Legal Question in Real Estate Law in California
Foreclosure - assets seized?
My husband and I may be facing a foreclosure on our home and we would like to know if the lenders could go after our assets in the event that the house sells for less than we owe.
Both of our loans were originated at the time of purchase (to obtain 100% financing) and both are deeds of trust as stated in our loan docs.
Also, what percentage of taxes could we be liable for?
2 Answers from Attorneys
Re: Foreclosure - assets seized?
If the loans were purchase-money and you are owner-occupants, you are protected from a lender's deficiency judgment that would be a lien on your other assets. In a vast majority of cases, that's the end of the story.
In rare instances, lenders go after defaulting homebuyers who appear to have other assets that could have been sold and used to pay the lender, but weren't, or that could be tapped after the fact, on legal theories that are outside the usual broad protections against deficiency judgments for default on owner-occupied purchase-money loans.
Among the theories that evade the antideficiency laws are (1) loan-application fraud, such as deliberate misrepresentation of income or intent to be an owner-occupant, and (2) waste, e.g., the deliberate or negligent failure to maintain the value of the collateral (the house) as, for example, by not repairing a leaky roof, allowing extensive interior damage; or logging off the landscaping trees and selling them to the sawmill just before the foreclosure.

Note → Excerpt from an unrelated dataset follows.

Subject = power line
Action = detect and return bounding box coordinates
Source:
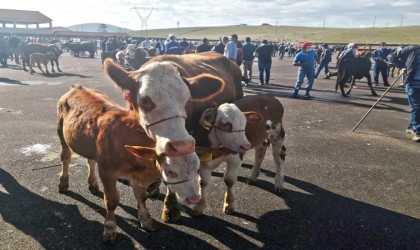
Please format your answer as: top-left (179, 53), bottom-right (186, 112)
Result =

In a run-of-the-mill situation, folks in your position lose the house and their credit rating, but the legal and financial battering stops there.
Re: Foreclosure - assets seized?
Just to add on to Attorney Whipple's excellent answer, from a tax perspective there is protection at the Federal from having to pay income taxes on what is referred to as "forgiveness of debt" income. The IRS will not come after you for income taxes on the amount of the shortfall. The State of California has a companion bill which has, or is about to pass and become law, so the State Franchise Tax Board also will not be able to hit you with an income tax bill for the deficiency. Attorney Whipple is correct that the odds are in your favor that you will not hear from your lender again post-foreclosure, and the biggest hit you will receive is your credit.